Figure 2. Hydraulic cylinder applied tangential force on the blade
and the displacement was measured with a dial indicator

Figure3. Compliance Measurement

The torque calculated by the relationship:

T=F. r      where T: Torque (N.m), F: applied force (N) and r: Blade radius (m)

During the test a dial indicator was used and a linear displacement obtained. Since the arc length (S) is a very small value compared to the blade radius (r) it can be assumed that the linear displacement and arc length (S) is the same and the following equation can be used.

S=θ. r       where: S: Arc length (m), θ: Angular displacement (rad)

The backlash for the gearbox is designed with a range of 0.030˚ to 0.047˚. This is the total backlash of the gearbox reflected to the spindle.
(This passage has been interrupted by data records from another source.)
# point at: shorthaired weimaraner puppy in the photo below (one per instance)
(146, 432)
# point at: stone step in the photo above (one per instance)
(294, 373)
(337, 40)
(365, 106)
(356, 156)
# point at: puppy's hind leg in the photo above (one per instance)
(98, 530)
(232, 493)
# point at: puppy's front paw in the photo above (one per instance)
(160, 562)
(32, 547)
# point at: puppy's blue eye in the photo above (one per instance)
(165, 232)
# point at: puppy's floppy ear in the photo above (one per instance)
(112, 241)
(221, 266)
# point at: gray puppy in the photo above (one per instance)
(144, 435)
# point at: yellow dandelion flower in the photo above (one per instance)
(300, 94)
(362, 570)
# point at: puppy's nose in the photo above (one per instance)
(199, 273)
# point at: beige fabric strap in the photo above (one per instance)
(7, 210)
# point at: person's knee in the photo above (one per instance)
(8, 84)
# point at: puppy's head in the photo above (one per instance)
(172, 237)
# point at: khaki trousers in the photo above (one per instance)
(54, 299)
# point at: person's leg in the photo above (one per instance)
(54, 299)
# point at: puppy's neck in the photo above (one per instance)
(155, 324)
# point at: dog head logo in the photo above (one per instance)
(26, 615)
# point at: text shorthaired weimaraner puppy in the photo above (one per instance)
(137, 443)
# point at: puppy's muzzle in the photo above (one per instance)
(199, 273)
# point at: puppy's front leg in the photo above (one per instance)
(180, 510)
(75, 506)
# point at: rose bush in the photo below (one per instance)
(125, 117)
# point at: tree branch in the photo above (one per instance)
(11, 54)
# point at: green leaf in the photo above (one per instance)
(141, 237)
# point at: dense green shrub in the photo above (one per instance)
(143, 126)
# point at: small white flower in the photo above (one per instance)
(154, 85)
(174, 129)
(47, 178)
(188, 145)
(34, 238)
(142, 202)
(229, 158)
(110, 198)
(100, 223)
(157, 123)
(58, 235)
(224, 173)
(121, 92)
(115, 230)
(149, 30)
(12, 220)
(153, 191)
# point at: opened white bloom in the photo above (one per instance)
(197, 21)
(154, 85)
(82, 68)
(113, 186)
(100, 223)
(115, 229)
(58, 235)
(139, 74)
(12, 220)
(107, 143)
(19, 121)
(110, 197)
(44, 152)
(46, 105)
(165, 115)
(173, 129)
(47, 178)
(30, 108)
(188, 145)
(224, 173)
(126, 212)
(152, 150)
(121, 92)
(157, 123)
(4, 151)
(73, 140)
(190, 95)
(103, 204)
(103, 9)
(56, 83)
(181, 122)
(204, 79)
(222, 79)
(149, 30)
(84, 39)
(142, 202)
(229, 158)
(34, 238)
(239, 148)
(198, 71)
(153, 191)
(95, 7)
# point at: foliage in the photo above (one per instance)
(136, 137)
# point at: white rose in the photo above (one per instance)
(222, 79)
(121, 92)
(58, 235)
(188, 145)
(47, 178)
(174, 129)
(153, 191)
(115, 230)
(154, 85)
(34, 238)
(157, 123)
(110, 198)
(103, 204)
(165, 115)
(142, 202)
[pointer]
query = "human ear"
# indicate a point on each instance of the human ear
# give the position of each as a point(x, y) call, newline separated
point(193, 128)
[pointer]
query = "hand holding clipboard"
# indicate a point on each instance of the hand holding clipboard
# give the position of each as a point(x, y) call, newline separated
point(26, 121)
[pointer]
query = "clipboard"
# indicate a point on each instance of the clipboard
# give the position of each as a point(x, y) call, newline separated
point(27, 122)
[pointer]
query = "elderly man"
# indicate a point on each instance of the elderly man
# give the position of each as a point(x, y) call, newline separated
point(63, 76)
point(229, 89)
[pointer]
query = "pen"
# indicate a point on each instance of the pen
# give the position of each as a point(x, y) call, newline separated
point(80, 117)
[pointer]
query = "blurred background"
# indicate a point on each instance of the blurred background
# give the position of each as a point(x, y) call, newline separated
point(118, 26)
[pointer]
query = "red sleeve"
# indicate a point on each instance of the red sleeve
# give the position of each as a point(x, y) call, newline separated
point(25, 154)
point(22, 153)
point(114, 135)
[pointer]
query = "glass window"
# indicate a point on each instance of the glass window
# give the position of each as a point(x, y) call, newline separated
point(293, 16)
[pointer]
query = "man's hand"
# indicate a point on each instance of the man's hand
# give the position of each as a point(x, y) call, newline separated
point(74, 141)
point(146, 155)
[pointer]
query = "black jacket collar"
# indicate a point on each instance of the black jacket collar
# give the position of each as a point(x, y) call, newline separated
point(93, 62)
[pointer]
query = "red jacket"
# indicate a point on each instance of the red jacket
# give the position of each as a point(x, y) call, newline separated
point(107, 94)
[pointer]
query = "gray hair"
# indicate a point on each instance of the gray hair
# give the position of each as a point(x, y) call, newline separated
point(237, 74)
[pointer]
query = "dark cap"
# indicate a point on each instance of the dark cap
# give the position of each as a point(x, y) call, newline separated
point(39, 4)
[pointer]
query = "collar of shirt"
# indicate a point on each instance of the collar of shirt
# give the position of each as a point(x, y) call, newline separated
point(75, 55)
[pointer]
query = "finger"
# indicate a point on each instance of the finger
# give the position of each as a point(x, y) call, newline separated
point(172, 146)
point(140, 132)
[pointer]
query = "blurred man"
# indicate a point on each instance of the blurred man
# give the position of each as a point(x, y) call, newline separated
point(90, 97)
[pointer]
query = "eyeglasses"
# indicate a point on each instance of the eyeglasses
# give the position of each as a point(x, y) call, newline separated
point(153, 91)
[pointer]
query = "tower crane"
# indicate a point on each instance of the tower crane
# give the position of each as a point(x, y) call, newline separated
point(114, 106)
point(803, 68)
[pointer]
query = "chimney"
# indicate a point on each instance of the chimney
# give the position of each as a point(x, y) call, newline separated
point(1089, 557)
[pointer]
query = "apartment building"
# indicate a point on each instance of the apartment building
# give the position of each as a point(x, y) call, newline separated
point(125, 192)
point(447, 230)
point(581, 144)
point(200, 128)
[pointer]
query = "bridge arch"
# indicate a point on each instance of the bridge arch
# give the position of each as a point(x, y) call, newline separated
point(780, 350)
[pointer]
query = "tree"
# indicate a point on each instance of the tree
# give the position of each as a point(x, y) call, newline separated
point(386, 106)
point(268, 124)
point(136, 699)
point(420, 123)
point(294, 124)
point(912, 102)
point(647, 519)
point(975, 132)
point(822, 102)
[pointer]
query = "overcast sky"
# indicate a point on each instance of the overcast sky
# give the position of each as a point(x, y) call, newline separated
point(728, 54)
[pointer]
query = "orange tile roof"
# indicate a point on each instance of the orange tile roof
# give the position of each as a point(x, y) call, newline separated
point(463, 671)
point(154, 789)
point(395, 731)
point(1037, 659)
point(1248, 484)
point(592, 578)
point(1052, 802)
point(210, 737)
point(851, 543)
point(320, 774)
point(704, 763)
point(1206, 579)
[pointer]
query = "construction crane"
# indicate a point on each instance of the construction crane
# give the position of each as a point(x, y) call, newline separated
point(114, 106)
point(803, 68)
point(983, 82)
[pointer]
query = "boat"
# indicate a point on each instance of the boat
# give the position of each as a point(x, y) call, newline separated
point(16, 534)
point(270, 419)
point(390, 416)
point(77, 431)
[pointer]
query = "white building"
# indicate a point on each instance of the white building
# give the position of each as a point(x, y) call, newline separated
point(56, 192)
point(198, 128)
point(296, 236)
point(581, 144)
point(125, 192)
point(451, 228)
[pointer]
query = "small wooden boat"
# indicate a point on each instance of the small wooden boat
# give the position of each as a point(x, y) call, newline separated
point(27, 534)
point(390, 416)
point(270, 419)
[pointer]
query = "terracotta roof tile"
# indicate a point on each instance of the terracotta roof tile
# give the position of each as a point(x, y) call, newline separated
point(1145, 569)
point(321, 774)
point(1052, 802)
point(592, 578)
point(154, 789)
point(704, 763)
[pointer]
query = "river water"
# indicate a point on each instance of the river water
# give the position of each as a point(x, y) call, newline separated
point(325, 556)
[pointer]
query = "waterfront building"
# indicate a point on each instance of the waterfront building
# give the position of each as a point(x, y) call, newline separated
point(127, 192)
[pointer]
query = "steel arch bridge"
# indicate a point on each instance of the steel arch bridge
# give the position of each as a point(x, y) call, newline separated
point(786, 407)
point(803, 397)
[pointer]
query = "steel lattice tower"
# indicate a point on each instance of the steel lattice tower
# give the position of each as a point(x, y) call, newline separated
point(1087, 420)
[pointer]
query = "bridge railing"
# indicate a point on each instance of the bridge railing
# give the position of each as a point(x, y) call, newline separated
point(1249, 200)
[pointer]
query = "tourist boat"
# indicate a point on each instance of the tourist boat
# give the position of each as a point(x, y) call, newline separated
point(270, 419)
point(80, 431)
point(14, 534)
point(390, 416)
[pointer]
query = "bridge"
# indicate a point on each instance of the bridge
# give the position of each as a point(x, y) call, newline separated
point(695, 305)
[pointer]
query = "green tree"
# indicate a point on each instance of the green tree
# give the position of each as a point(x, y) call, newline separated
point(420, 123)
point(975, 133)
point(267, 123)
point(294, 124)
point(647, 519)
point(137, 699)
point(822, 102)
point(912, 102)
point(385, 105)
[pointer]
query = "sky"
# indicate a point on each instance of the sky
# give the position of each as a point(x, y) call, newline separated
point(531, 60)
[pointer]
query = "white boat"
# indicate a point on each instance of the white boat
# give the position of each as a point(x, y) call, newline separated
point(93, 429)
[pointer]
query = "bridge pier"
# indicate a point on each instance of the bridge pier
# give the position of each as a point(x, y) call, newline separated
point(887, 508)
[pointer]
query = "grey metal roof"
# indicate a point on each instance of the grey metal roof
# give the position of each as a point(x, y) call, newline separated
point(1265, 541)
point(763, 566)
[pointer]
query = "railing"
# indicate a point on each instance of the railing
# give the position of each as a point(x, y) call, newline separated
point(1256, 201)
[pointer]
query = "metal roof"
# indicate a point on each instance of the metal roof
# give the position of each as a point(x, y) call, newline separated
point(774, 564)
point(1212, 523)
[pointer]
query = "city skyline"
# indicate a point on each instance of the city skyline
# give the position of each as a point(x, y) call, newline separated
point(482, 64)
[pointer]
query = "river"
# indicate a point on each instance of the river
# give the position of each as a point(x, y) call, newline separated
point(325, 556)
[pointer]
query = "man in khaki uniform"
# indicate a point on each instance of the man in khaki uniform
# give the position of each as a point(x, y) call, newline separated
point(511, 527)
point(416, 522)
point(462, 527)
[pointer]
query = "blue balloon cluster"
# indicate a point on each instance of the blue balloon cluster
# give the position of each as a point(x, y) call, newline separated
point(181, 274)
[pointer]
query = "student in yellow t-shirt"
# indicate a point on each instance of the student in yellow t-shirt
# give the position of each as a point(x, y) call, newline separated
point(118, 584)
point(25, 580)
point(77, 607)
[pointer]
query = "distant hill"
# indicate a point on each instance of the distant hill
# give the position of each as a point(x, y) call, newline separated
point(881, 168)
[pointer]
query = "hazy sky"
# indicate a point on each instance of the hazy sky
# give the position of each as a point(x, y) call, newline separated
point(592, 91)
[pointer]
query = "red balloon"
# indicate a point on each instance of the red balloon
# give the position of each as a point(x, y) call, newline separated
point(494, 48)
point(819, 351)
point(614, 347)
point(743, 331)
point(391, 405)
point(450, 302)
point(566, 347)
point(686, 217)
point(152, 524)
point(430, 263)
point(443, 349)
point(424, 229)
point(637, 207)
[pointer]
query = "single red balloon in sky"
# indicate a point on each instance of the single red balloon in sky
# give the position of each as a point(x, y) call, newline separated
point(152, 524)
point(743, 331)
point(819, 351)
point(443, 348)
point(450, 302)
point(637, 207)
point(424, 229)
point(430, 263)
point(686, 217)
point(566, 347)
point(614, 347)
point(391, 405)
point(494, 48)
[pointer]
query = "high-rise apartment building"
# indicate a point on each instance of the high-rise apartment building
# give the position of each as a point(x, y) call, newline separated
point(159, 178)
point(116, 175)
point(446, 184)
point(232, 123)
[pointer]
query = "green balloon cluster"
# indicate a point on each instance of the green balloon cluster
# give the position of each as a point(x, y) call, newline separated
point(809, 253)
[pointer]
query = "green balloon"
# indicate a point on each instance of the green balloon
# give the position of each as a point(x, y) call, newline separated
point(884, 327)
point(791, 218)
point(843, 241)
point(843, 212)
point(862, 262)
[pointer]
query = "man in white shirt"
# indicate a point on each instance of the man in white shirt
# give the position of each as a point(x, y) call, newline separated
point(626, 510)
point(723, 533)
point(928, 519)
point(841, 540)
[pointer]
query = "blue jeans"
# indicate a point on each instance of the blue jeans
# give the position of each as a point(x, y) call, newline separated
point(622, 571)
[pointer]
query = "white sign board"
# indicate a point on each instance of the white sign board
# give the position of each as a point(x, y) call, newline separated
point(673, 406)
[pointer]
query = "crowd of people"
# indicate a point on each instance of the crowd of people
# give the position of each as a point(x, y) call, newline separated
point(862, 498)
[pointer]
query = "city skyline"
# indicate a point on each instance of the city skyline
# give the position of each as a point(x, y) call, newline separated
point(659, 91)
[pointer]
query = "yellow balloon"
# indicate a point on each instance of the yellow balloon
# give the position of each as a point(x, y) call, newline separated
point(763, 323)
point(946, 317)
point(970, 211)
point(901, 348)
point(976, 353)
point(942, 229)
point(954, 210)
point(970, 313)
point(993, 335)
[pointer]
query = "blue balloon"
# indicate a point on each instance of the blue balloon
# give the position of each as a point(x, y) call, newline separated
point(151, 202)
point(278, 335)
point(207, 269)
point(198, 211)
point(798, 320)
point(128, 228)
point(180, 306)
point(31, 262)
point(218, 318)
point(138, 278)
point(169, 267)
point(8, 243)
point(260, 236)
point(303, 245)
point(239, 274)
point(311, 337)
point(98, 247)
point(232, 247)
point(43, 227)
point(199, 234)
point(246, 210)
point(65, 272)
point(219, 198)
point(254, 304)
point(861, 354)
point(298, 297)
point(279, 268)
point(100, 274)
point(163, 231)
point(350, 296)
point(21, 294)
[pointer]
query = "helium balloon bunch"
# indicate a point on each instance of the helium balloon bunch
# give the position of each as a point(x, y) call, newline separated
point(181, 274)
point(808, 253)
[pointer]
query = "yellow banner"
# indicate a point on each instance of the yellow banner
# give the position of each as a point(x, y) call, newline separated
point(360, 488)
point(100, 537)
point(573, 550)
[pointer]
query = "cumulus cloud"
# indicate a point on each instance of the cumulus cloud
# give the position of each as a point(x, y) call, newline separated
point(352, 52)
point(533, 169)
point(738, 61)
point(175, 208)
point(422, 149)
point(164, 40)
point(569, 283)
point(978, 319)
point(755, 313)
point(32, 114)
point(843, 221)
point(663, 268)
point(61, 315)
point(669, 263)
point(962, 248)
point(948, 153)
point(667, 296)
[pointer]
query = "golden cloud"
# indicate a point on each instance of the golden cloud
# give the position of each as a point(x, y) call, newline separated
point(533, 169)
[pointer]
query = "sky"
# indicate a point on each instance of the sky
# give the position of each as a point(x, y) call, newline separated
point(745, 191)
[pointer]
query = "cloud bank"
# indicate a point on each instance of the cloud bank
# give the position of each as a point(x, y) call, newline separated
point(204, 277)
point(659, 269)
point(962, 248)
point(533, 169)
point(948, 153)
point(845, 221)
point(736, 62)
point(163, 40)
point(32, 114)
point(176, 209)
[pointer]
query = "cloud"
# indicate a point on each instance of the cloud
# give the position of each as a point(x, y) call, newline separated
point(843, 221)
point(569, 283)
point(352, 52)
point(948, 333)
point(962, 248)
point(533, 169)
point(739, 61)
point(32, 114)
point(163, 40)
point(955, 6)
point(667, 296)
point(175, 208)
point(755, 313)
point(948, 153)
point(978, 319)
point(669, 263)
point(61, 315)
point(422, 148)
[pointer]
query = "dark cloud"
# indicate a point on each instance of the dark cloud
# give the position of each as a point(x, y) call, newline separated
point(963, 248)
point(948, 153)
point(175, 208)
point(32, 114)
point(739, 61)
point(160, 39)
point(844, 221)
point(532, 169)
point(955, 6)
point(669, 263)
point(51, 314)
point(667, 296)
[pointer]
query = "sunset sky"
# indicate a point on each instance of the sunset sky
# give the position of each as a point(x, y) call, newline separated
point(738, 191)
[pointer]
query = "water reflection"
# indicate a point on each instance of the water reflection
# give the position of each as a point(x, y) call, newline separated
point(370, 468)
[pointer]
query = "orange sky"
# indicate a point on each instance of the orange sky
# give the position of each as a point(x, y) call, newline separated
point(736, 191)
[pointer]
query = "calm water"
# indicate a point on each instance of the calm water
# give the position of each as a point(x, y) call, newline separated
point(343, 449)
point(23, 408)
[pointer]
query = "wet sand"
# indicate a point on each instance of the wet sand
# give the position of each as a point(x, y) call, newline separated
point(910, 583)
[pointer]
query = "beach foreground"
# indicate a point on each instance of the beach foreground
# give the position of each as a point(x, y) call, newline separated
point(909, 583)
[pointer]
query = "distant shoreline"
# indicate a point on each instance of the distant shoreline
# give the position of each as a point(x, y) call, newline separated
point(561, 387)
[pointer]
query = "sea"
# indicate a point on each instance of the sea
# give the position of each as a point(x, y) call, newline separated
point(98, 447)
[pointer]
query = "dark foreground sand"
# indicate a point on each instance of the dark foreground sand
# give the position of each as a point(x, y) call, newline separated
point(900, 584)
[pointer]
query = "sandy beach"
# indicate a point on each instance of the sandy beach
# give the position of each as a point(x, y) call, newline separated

The backlash was 0.035˚ which is within the expected total backlash range.

The measured values are shown in the graph. The X axis expresses the gradual increase of the torque calculated by multiplying the forces obtained by increasing the hydraulic pressure in the cylinder with the radius of the blade where the force is applied. The Y axis shows the angular displacement of the carbide tooth on the blade, representing the actual wind up of the gear train (in degrees).

The slope of this line is the compliance and the stiffness is the reciprocal of this value. Any unevenness of such a graph would show a problem within the gear train. 

To make a sanity check the torsional compliance of the single transmission shafts was analyzed with FEA.  The compliance has been reflected to the blade spindle and compared to the measurement. 

Figure 4. Theoretical calculation of the gear train stiffness


Compliance data could also help solving problems in the field. If a head is acting up in the field or if the tool life suddenly drops, a compliance test can easily be conducted at the machine. The graph can be compared to the original graph and the irregularity will give indications of the problems. Every carbide saw has a certain compliance. This compliance must be held low, to obtain an acceptable tool life. However, decreasing compliance will increase the machine cost by making the machine stiffer. The secret is to find the golden balance resulting in the most cost efficient carbide saw.